- Born: Tim Page 1947 (age 77–78) New Zealand
- Occupations: Actor; scriptwriter; singer; narrator;
- Years active: early 1970s
- Known for: The Young Doctors TV series

= Tim Page (actor) =

Australian actor, scriptwriter and singer

Tim Page (born 1947), is an Australian actor, scriptwriter and singer. After emigrating from his birth country New Zealand in 1973 he was cast as Henrik Eggerman in Stephen Sondheim's A Little Night Music but he later became best known for playing Dr Graham Steele in the Australian television series The Young Doctors throughout its entire run from 1976 to 1982. By the time of the final episode his character had risen from lowly intern to hospital superintendent.

In addition to acting, he has also worked as a script writer on episodes of The Restless Years and Neighbours.

==Stage and musical performances ==

Page's cabaret show based on songs associated from Shakespeare Out Damned Spot! has been successfully toured throughout Australia.

He played Baron Tusenbach in Chekhov's Three Sisters for the QTC and has continued his association with Sondheim musicals having played Pirelli in Sweeney Todd for the MTC, Zangara in Assassins and Narrator/Mysterious Man in Into The Woods. Most recently he played Andre in The Phantom of the Opera, Warbucks in Annie and Scrooge in A Christmas Carol.

In the late 1980s he appeared in a number of musicals in London's West End. He was in the original cast of Andrew Lloyd Webber's Aspects of Love at the Prince of Wales Theatre in 1989–90. He was also in Buddy - the Buddy Holly Story at the Victoria Palace Theatre in 1991. He recorded with the BBC Radio Orchestra and had seasons at the Bristol Old Vic Theatre Company and at the Wolsey Theatre, Ipswich. in 2014, he appeared in the musical Annie.

In the 1990s he appeared in My Fair Lady with Anthony Warlow, Ken Hill's Phantom of the Opera, Chess, Assassins

==Television and film==

Page has appeared in the TV series Water Rats and All Saints. His films include Passion, Lilian's Story (with Ruth Cracknell), The Everlasting Secret Family, The Road From Coorain, The Wreck of the Stinson and plays Dr Gene Seward in the 2015 film Lead Me Astray.

==Other roles==

Page has played Bialystock in The Producers, Georges in La Cage Aux Folles and the Bishop of Basingstoke in Jekyll and Hyde which toured Korea and Taiwan. GMS cast him as John Utterson in their 2012 production of Jekyll and Hyde. He won a Best Actor Star Award for his portrayal of Danforth in The Crucible.

==Singing, writing and directing==

Page has sung with opera companies on both sides of the Tasman and for the London Savoyards.
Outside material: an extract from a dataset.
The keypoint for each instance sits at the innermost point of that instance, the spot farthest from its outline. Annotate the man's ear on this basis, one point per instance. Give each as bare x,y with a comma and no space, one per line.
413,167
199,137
Most recently he has appeared in Aida and The Girl of the Golden West for Opera Queensland.
In 2013 he was asked by the Central Coast Conservatorium to direct the opera Help! Help! The Globolinks! by Gian Carlo Menotti and also to begin a Triple Threat Music Theatre Course. He is partnered in these endeavours by Allan Royal.

In 2014 Page wrote a new English translation of Mozart's "The Magic Flute" to go with Central Coast Opera's production which he also directed. In 2016 he again directed and wrote a new English performing version of Bizet's "Carmen" which was a popular hit for Central Coast Opera. In 2018 he was cast as Benoit and Alcindoro in the same company's "La Boheme" and also sang the role of Spoletta for Central Coast Lyric Opera's production of "Tosca". In 2021 he is producing a moved concert version of "La Traviata" in support of the Crestani Scholarships, a charity working for better outcomes for cancer patients. His most recent musical theatre roles have been Mayor Shinn in "The Music Man", Dr Dillamond in "Wicked" and Les Kendall in "Strictly Ballroom" all produced by GMS.